Is this a DoS risk - code that sends your build chain into an infinite loop?

▲ sltkr 3 hours ago | parent | next [-]

From a DoS risk perspective there is no practical difference between an infinite loop, or a finite but arbitrarily large loop, which was always possible.

For example, this doesn't work:

    #define DOUBLE(x) DOUBLE(x) DOUBLE(x)
    DOUBLE(x)

That would only expand once and then stop because of the rule against repeated expansion. But nothing prevents you from unrolling the first few recursive expansions, e.g.:

    #define DOUBLE1(x) x x
    #define DOUBLE2(x) DOUBLE1(x) DOUBLE1(x)
    #define DOUBLE3(x) DOUBLE2(x) DOUBLE2(x)
    #define DOUBLE4(x) DOUBLE3(x) DOUBLE3(x)
    DOUBLE4(x)

This will generate 2^4 = 16 copies of x. Add 60 more lines to generate 2^64 copies of x. While 2^64 is technically a finite number, for all practical purposes it might as well be infinite.

▲ saghm 5 hours ago | parent | prev | next [-]

Without any specific implementation of a constraint it certainly can happen, although I'm not totally sure that it's something to be concerned about in terms of a DOS as much as a nuisance when writing code with a bug in it; if you're including malicious code, there's probably much worse things it could do if it actually builds properly instead of just spinning indefinitely.

Rust's macros are recursive intentionally, and the compiler implements a recursion limit that IIRC defaults to 64, at which point it will error out and mention that you need to increase it with an attribute in the code if you need it to be higher. This isn't just for macros though, as I've seen it get triggered before with the compiler attempting to resolve deeply nested generics, so it seems plausible to me that C compilers might already have some sort of internal check for this. At the very least, C++ templates certainly can get pretty deeply nested, and given that the major C compilers are pretty closely related to their C++ counterparts, maybe this is something that exists in the shared part of the compiler logic.

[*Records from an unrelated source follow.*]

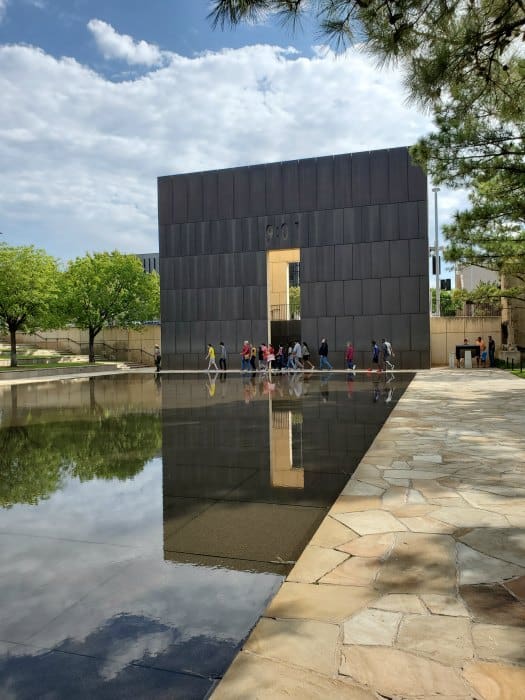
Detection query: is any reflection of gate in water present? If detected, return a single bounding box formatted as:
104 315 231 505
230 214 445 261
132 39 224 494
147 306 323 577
267 248 301 348
269 401 304 488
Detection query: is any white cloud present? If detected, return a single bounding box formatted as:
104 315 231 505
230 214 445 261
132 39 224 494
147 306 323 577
0 0 9 22
0 36 460 258
87 18 162 66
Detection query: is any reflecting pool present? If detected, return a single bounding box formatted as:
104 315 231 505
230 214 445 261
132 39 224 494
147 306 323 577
0 373 411 700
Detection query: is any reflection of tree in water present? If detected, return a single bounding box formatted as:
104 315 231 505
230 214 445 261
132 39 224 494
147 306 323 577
0 413 162 507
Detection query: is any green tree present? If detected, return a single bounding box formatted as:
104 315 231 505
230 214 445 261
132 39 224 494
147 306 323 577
0 412 162 508
63 251 160 362
288 287 301 318
432 289 469 316
0 243 60 367
210 0 525 290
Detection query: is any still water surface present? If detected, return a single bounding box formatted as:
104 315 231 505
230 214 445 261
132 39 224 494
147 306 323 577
0 373 410 700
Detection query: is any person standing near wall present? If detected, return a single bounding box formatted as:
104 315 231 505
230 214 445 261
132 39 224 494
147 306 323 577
241 340 252 372
489 335 496 367
345 341 355 369
219 340 228 371
381 338 394 371
293 340 304 369
206 343 219 372
153 345 162 372
371 340 379 369
319 338 333 369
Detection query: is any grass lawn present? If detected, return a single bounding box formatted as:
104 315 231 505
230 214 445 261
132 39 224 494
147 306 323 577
0 362 95 372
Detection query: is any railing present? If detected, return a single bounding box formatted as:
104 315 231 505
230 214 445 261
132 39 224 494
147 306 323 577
270 304 301 321
0 332 83 355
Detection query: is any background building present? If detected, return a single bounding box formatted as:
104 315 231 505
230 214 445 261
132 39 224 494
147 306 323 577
136 253 159 272
158 148 430 369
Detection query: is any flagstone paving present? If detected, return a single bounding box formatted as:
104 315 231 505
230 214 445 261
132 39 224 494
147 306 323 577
213 370 525 700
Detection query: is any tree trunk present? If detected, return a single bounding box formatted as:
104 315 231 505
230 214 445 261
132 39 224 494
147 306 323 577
89 328 95 362
9 328 17 367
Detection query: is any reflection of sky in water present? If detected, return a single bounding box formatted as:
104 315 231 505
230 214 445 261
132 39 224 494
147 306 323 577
0 458 281 699
0 457 166 557
0 375 410 700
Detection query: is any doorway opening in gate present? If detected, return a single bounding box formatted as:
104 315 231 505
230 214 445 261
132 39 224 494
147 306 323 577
267 248 301 350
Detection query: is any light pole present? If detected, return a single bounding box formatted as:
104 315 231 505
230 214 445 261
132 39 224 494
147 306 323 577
432 187 441 316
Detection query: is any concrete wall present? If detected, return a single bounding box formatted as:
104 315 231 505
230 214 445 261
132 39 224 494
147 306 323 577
158 148 430 369
430 316 501 367
2 325 160 366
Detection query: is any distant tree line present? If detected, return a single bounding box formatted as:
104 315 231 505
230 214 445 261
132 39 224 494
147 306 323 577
0 243 160 367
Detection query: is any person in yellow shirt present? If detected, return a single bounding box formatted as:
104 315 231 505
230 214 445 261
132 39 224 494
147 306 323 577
206 343 219 372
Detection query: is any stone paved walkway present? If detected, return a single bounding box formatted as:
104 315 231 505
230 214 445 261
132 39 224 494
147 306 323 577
213 370 525 700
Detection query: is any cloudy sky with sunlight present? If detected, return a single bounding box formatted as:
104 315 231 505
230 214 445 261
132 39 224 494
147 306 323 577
0 0 464 260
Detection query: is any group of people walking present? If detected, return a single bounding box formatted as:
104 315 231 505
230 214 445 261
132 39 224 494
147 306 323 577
154 336 398 372
206 338 394 372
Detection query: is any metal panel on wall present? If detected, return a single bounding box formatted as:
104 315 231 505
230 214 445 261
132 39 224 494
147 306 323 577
282 160 301 212
248 165 266 216
316 156 334 209
217 170 234 219
187 173 204 221
388 148 408 202
232 168 250 219
352 153 371 207
171 175 188 224
158 149 429 369
202 170 219 221
370 151 391 204
334 154 352 209
265 163 284 214
297 158 317 211
157 177 173 227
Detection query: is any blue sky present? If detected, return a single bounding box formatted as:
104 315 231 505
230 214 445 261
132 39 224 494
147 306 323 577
0 0 458 268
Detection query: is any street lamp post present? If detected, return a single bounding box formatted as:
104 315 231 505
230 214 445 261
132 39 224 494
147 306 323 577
432 187 441 316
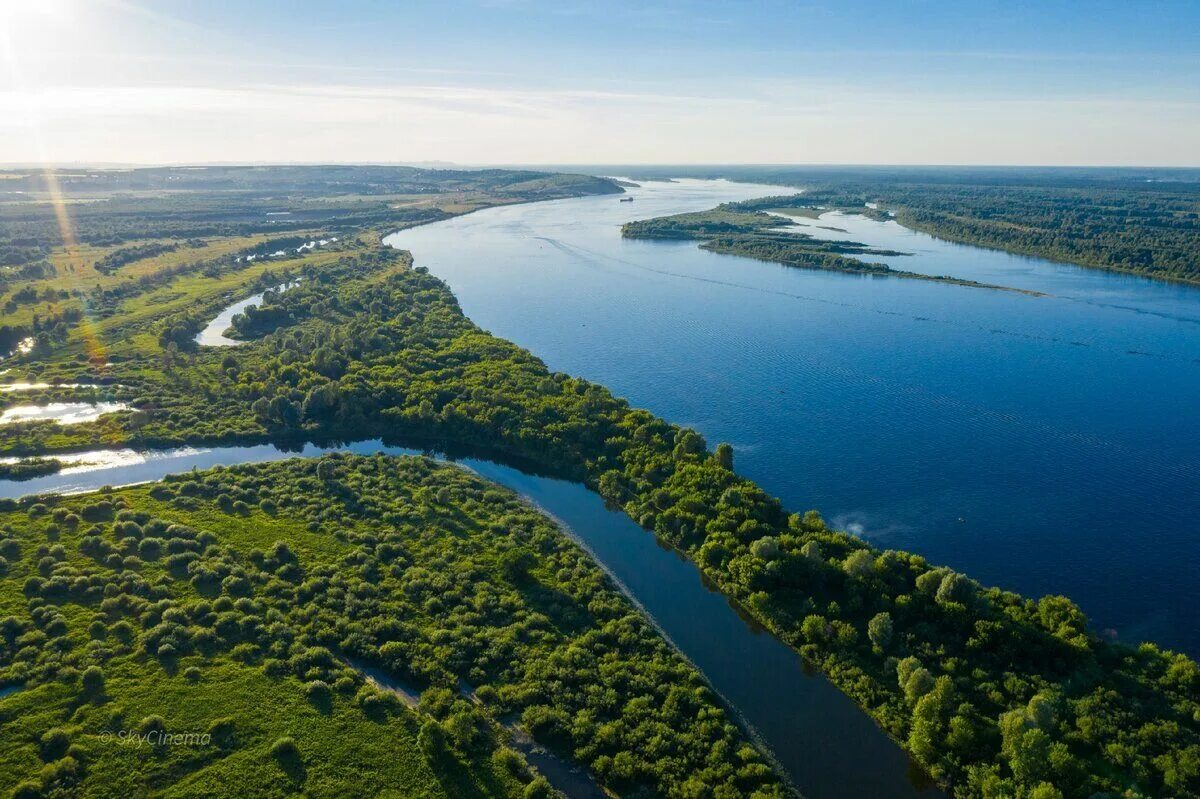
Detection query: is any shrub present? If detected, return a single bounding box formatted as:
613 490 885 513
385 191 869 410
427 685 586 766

	▲	viega 5 hours ago \| parent \| next [-]
		C++ also has constexpr functions, which can be recursive. All code can have bugs, error out and die. There are lots of good reasons to run code at compile time, most commonly to generate code, especially tedious and error-prone code. If the language doesn't have good built-in facilities to do that, then people will write separate programs as part of the build, which adds system complexity, which is, in my experience, worse for C than for most other languages. If a language can remove that build complexity, and the semantics are clear enough to the average programmer (For example, Nim's macro system which originally were highly appealing (and easy) to me as a compiler guy, until I saw how other people find even simple examples completely opaque-- worse than C macros.
	▲	WalterBright 4 hours ago \| parent \| prev [-]
		D doesn't have macros, quite deliberately. What it does have are two features: 1. compile time evaluation of functions - meaning you can write ordinary D code and execute it at compile time, including handling strings 2. a "mixin" statement that has a string as an argument, and the string is compiled as if it were D source code, and that code replaces the mixin statement, and is compiled as usual Simple and easy.

▲ viega 5 hours ago | parent | prev [-]

No. Other modern languages have strong compile-time execution capabilities, including Zig, Rust and C++. And my understanding is that C is looking to move in that direction, though as with C++, macros will not go away.